Hubo un ligero ruido como de crujidos cuando la mujer estiró el brazo y retiró la bandeja. La cabeza de Jennifer giró en dirección al ruido y esperó algún intercambio de palabras. Escuchó susurros sin poder distinguir qué se estaba diciendo. Escuchó ruido de agua en movimiento. Trató de imaginar de qué podría tratarse. Era como una ola que se acercaba.
Pudo sentir que alguien atravesaba la habitación. Jennifer no se movió, pero sintió la cercanía de la presencia de otro, y percibió en el aire el olor del jabón.
—Muy bien, Número 4, tiene que higienizarse. —Jennifer se sobresaltó. Era la voz del hombre, no la de la mujer. Él también daba las órdenes con voz fría, monótona e inexpresiva—. A sesenta centímetros del borde de la cama hay un cubo de agua. Aquí tiene una toalla y un paño para lavarse. Aquí está el jabón. Póngase de pie junto al cubo. Dese un baño. No intente quitarse la venda. Yo estaré cerca.

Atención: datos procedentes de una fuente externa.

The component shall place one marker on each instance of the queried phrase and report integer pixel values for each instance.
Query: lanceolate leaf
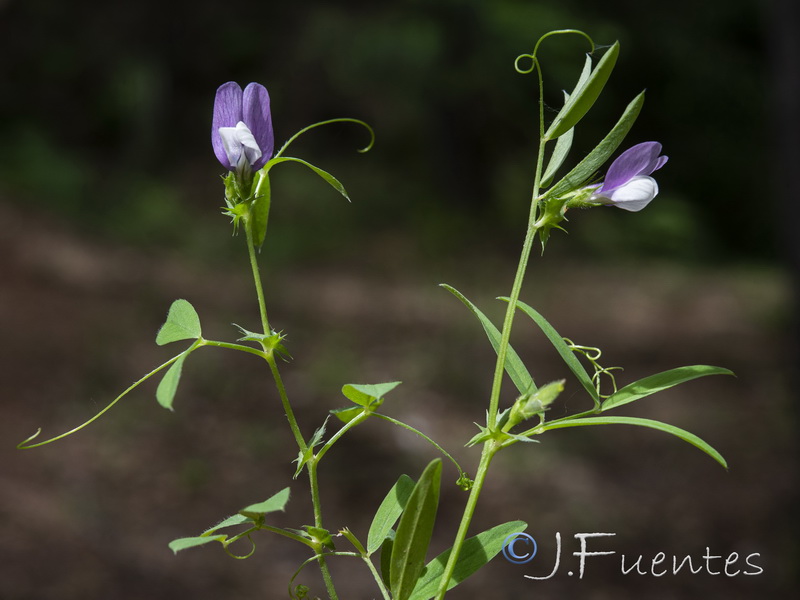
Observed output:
(332, 181)
(661, 381)
(414, 533)
(567, 355)
(182, 324)
(514, 366)
(184, 543)
(562, 147)
(581, 173)
(272, 504)
(165, 393)
(366, 394)
(229, 522)
(681, 433)
(584, 96)
(476, 552)
(388, 512)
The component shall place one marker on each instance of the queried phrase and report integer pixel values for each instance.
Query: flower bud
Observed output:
(536, 403)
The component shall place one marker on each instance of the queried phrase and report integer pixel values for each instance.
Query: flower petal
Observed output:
(256, 114)
(634, 195)
(641, 159)
(240, 145)
(227, 112)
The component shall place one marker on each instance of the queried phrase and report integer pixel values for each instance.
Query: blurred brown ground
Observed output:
(91, 516)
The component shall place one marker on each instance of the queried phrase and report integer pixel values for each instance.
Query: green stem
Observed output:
(377, 577)
(491, 446)
(239, 347)
(251, 251)
(349, 425)
(315, 501)
(287, 408)
(489, 450)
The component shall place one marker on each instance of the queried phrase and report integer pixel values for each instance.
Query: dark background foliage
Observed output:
(109, 211)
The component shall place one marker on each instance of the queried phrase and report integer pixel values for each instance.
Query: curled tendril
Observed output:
(532, 56)
(26, 445)
(308, 562)
(367, 148)
(238, 556)
(593, 355)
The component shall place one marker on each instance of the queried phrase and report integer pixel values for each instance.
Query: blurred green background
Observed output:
(109, 198)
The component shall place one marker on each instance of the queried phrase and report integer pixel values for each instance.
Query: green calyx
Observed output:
(536, 403)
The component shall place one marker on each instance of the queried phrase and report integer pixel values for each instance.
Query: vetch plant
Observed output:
(395, 549)
(628, 184)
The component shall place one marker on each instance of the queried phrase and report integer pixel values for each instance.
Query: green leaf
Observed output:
(584, 95)
(567, 355)
(184, 543)
(563, 145)
(660, 381)
(681, 433)
(581, 173)
(229, 522)
(346, 413)
(260, 210)
(182, 324)
(272, 504)
(330, 179)
(386, 556)
(165, 393)
(414, 532)
(476, 552)
(388, 512)
(514, 367)
(366, 394)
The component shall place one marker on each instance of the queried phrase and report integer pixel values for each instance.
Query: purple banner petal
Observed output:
(256, 114)
(227, 112)
(641, 159)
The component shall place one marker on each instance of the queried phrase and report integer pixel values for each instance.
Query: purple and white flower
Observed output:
(628, 184)
(241, 131)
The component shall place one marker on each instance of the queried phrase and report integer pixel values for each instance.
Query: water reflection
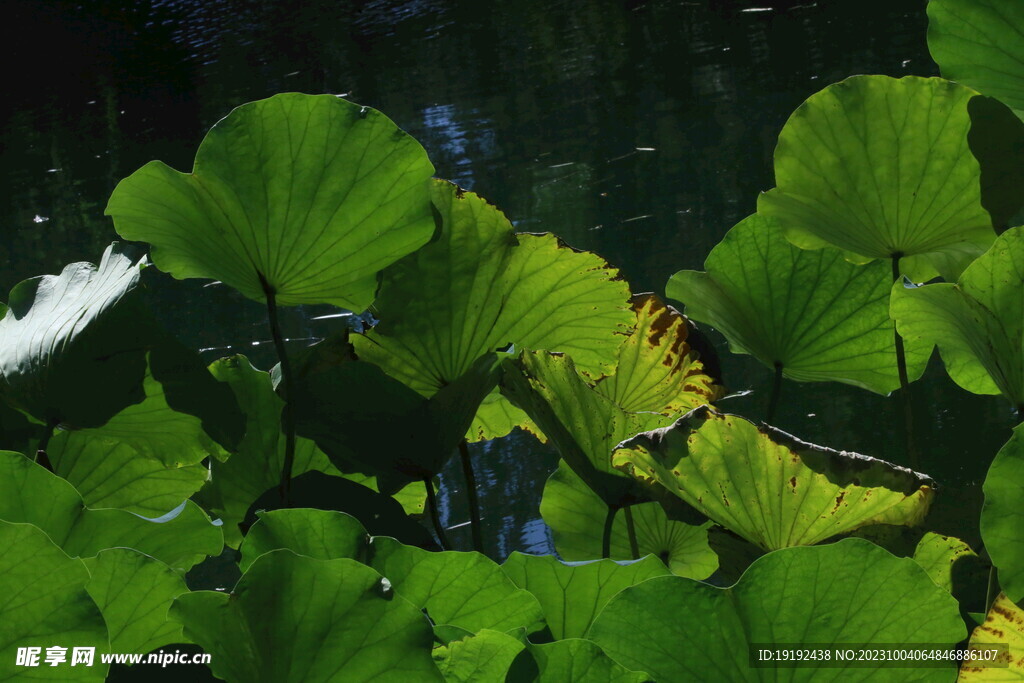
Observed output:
(642, 130)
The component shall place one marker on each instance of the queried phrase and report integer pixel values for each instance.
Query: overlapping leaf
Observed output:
(307, 196)
(45, 604)
(978, 323)
(769, 487)
(32, 495)
(655, 379)
(577, 516)
(848, 592)
(879, 168)
(340, 619)
(980, 43)
(572, 595)
(480, 287)
(810, 312)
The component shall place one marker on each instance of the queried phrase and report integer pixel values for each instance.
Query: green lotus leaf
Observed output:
(294, 619)
(847, 592)
(384, 429)
(769, 487)
(655, 380)
(110, 473)
(1004, 625)
(577, 515)
(483, 656)
(324, 535)
(810, 312)
(45, 605)
(572, 595)
(978, 43)
(32, 495)
(255, 467)
(977, 323)
(881, 168)
(578, 660)
(307, 197)
(70, 353)
(134, 592)
(479, 287)
(1003, 515)
(474, 593)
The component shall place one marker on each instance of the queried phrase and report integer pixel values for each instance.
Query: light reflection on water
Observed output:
(641, 130)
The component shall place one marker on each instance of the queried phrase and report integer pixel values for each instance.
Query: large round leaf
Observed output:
(841, 594)
(134, 592)
(577, 516)
(881, 167)
(306, 196)
(479, 287)
(980, 43)
(294, 619)
(978, 323)
(31, 494)
(769, 487)
(572, 595)
(810, 312)
(655, 379)
(1003, 515)
(45, 604)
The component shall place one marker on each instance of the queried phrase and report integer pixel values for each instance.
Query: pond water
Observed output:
(641, 130)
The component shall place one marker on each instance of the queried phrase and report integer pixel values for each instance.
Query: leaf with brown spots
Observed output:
(742, 477)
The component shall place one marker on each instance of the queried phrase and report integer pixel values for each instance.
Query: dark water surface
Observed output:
(641, 130)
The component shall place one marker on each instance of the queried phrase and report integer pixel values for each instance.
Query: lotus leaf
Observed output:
(134, 592)
(847, 592)
(655, 379)
(572, 595)
(479, 287)
(57, 612)
(881, 168)
(810, 313)
(577, 515)
(769, 487)
(978, 43)
(977, 323)
(1003, 515)
(31, 494)
(340, 619)
(1004, 626)
(306, 197)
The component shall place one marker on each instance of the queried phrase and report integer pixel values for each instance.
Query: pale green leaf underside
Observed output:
(878, 167)
(978, 323)
(769, 487)
(848, 592)
(313, 193)
(44, 604)
(335, 614)
(577, 515)
(818, 315)
(980, 43)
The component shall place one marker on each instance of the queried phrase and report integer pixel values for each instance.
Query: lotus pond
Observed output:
(800, 436)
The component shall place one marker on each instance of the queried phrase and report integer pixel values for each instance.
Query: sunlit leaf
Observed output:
(881, 167)
(769, 487)
(311, 195)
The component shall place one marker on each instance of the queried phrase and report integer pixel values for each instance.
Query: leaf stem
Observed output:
(776, 391)
(434, 514)
(631, 530)
(609, 518)
(474, 504)
(904, 381)
(287, 418)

Jennifer asintió con la cabeza. Si ella hubiera sido una muchacha del tipo de las del Cuerpo de Paz, o alguien con entrenamiento militar, o incluso una ex girl scout o una graduada de esas escuelas para vivir al aire libre, habría sabido exactamente cómo higienizarse por completo con sólo una pastilla de jabón y una pequeña cantidad de agua. Pero los pocos campings a los que había ido con su padre antes de que muriera habían sido a lugares que tenían baños y duchas, o un río o un lago en los que uno podía zambullirse. Esto era algo diferente.
Con cautela sacó los pies de la cama. Tanteó con el pie y encontró el cubo. Se agachó y sintió el agua. Tibia. Tiritó.
—Quítese la ropa.
Jennifer se quedó paralizada. Sintió que una oleada de calor la atravesaba. No era vergüenza precisamente. Era más bien humillación.
—No, yo... —empezó a decir.
—No le he dado permiso para hablar, Número 4 —la interrumpió el hombre.
Pudo sentir que se acercaba. Imaginó que había cerrado el puño y que ella estaba a centímetros de ser golpeada. O peor. Una confusión eléctrica se apoderó de ella. Inhibiciones que ya no debía haber tenido, deseos de mantener un poco de sentido de sí misma, dudas acerca de dónde estaba y de lo que se esperaba de ella y la duda constante de ¿cómo hago para mantenerme viva? la inundaron por completo.
—El agua se está enfriando —informó el hombre.
Nunca se había desnudado delante de un chico ni delante de un hombre. Pudo sentir el rubor en su cara, su piel enrojecida por la vergüenza. No quería desnudarse, aun cuando ya había estado cerca de estarlo, y sabía que probablemente había sido observada mientras usaba el inodoro. Pero había algo en eso de quitarse las dos prendas delgadas de ropa que le quedaban que la asustaba más allá de la vergüenza. Le preocupaba que una vez que se las quitara no pudiera encontrarlas de nuevo o que el hombre se las llevara, dejándola totalmente expuesta. Como un bebé, pensó.
Entonces, en ese mismo instante, se dio cuenta de que no tenía opciones. El hombre había sido específico. Cosa que subrayó al gruñir:
—Estamos todos esperando, Número 4.
Lentamente se desabrochó el sujetador y lo puso en el borde de la cama. Luego se quitó las bragas. Eso fue casi doloroso. Instantáneamente una de sus manos descendió más allá de la cintura, tratando de cubrirse la región del pubis. La otra la puso encima de sus pechos pequeños. Detrás de la venda, podía sentir los ojos del hombre que la quemaban, recorriendo su cuerpo, inspeccionándola como un trozo de carne.